Don’t shout at me yet……
I often talk about how you can’t hold a baby too much, how babies love touch and why you should never worry about picking your baby up. I am an advocate for skin to skin contact, nurturing touch, massage and cuddling babies.
I realised after doing a recent Facebook Live where I was talking about the idea that you can’t cuddle babies too much, that I had fallen into a trap which I try and avoid and which I see lots of parents doing which is generalising and standardising babies and babies reactions to experiences. I felt sad and disappointed that I had done this.
So here is the only truth; All babies are different.
All human beings are different. Yes, we all have the same basic needs and many of us react in the same way to the same things but being able to express ourselves in our own way and being respected for being an individual is, for me, the foundation of freedom. I want babies to experience this from the beginning of life which means we need to listen to babies and respect their individual needs in the way that they want.

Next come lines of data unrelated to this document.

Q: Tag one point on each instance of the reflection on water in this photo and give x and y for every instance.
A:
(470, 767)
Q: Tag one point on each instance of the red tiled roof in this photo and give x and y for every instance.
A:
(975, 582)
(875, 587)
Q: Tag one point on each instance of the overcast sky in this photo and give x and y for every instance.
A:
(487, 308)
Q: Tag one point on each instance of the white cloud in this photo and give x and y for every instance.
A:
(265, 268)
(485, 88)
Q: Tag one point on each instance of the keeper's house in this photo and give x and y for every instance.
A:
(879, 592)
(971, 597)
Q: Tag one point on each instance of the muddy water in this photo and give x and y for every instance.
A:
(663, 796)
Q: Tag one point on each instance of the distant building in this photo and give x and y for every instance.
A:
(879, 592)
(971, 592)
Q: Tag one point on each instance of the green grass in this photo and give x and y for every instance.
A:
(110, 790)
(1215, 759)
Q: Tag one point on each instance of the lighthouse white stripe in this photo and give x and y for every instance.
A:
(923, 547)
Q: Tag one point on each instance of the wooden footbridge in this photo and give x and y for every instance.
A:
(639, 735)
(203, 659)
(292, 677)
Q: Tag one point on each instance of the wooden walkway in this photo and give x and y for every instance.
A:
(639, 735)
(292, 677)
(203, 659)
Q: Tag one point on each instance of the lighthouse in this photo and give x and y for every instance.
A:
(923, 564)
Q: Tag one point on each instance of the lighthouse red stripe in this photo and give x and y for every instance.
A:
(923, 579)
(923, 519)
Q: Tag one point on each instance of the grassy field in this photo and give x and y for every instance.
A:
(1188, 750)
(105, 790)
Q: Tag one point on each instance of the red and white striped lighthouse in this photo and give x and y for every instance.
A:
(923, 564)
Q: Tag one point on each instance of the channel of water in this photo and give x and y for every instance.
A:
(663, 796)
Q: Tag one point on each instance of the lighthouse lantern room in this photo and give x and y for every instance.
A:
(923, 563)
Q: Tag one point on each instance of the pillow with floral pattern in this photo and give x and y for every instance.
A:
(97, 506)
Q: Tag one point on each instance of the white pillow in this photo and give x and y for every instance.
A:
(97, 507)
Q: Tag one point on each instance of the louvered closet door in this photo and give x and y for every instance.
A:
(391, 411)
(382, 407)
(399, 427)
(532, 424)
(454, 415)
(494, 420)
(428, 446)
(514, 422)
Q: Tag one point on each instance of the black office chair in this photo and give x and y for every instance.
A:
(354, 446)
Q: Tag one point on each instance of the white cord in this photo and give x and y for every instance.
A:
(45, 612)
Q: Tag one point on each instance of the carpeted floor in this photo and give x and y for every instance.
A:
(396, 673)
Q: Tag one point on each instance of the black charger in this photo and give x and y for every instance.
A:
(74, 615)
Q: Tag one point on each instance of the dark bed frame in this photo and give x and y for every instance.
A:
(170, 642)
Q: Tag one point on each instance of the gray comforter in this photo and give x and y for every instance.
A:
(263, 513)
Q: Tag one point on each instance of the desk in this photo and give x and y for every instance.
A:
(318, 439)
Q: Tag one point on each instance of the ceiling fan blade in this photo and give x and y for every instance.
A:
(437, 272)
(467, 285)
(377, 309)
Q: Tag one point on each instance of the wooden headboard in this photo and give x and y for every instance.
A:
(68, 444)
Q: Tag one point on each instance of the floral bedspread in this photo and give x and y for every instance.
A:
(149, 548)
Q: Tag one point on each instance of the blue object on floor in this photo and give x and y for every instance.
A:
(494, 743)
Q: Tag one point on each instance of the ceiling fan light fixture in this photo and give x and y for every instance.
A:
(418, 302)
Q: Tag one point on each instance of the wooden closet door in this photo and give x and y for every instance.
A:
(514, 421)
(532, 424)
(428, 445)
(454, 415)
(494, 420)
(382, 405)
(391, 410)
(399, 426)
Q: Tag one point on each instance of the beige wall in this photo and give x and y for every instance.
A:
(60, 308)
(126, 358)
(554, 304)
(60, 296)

How much we touch and respond to babies must be governed by babies themselves. One baby might love physical contact and touch, and another baby find it overstimulating. It’s true there is alot of science and research to support physical touch for babies (which I love to share if you check my social media feeds) but what if you are a parent of a high needs or highly sensitive baby. Is your baby werid or “not normal” because he does not like cuddles? Are you a “bad parent” because your baby does not want cuddles? The answer is of course NO. Your baby has his/her own experience of touch which must be respected to allow him/her to express himself/herself.
What are the signs of a highly sensitive baby?
If your baby finds touch and cuddles overstimulating, he/she may be sensitive. Again all babies are different but generally high sensitive babies are;
- Sensitive to the environment
- Prone to overstimulation
- Tire easily
- Have jittery arms and legs
- Have tense body
- Can talk alot (cry…)
- Have short sleeping patterns
- Have frequent feeding patterns
If your baby is highly sensitive, don’t worry. There are many reasons including adjusting to the world and having a developing nervous system. If you have any concerns, talk to your health visitor or GP.
Also please don’t worry. It’s estimated that 15-20% of children are highly sensitive.
What to do if you have a baby sensitive to touch?
Touch does have so many benefits for babies and children so introducing touch to a high needs baby is about respecting his/her boundaries, reading cues and doing things slowly.
- Highly sensitive babies can benefit from less intense types of touch such as baby wearing.
- Using containment holds where touch is focused in one place rather than across the body.
- Starting with non intrusive areas such as the feet and hands.
- Not removing clothes too much for massage or cuddles.
- Using a firmer pressure. Light pressure can be overstimulating for baby.
- Holding your baby for a shorter period based on their cues. Finding your baby’s quiet alert period, which is after a rest and feeding, can be a good time to try touch based activites.
- Always respond to your baby’s cues and respect when he/she has had enough.
- Take the lead from your baby.
- Repetition is good to give baby a chance to process experiences.
- Talk to your baby all the time and tell him/her what you are about to do. Watch for cues all the time.
- Don’t take it personally. Your baby is processing alot every day. Your baby loves you unconditionally.
I hope this helps if you have a highly sensitive baby. Most babies love touch and thrive from physical contact but not all. Following and responding to your baby’s cues means you communicate respect and love for him/her and it will make things easier, I promise.